Calculated wellhead pressure and computational time based on compositional model and ThPCA at different gas injection rates

According to the results, if the selection of components in each pseudo-component is properly chosen and their critical properties, acentric factors and binary interaction coefficients are correctly calculated, the phase equilibrium results will be in good agreement comparing ThPCA and compositional approaches.

Case-study 2

The new three pseudo-component approach was also used to calculate the three-phase equilibrium in a gaseous hydrocarbon fluid. The composition (in moles) of a real reservoir fluid described by 18 components (Nichita et al. 2008) and component properties are given in Table 4. The results of optimum values of pseudo-component properties are listed in Table 5. The optimization results show that selection of N₂, CO₂, C₁, C₂ and C₃ in the gas pseudo-components and others (except water) in oil pseudo-component leads to minimum deviation from the compositional results.

Table 4 Composition and component properties of the hydrocarbon fluid (case-study 2)

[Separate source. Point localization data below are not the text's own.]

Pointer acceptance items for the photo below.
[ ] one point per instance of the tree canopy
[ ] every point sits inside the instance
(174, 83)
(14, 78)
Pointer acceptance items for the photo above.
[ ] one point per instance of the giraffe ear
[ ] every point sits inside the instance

Table 5 Optimum values of three pseudo-component properties

Speed and accuracy of the ThPCA in calculations of pressure drop for a well were studied. ThPCA calculations of the fluid were applied to the previous case well having 0.127 m of tubing diameter and depth of 2,100 m. Pressure drop calculations for determining the wellhead pressure at different values of water-cut were performed. Results of calculated wellhead pressure and computational time at different water-cut values are compared in Fig. 4. In this case-study, the average relative error between the calculated wellhead pressure using ThPCA and compositional is 2.5 %, while the computation time of ThPCA is about one-third of the compositional model.

Fig. 4

Calculated wellhead pressure and computational time based on compositional model and ThPCA at different water-cut values

The results of the above two studies show that the three pseudo-component approach introduced in this study reduces the computation time to less than half of the compositional approach with only 5 % reduced accuracy. Even though, having higher number of components in the hydrocarbon fluid, the accuracy of the three pseudo-component approach results in greater savings in computational time. In using ThPCA to describe the thermodynamic behavior of a hydrocarbon-water fluid, it is important to properly select the components and secondly calculate the pseudo-component properties by minimizing the difference between results of ThPCA and those of compositional model.

Conclusion

Due to the high-speed of computing, the standard black-oil model is still used in industry for modeling and optimization of hydrocarbon processes. However, a simple black-oil model ignores the composition changes leading to significant error. In this study, a new approach called three pseudo-component approach was introduced to describe the three-phase hydrocarbon-water system. All components except water are lumped in two oil and gas pseudo-components in this approach. The constituents of each pseudo-component and their properties were determined using optimization methods such that the difference between the results of thermodynamic calculations using ThPCA and compositional approach is minimal. The performance results of computing accuracy and speed using the new ThPCA showed that using three optimum pseudo-components along with flash calculations based on an equation of state, it reduces the computation time to less than half in the cost of 5 % decreased accuracy. The ThPCA framework is applicable in modeling a wide range of practical fluid systems where the hydrocarbon-water mixture can be represented by three pseudo-components.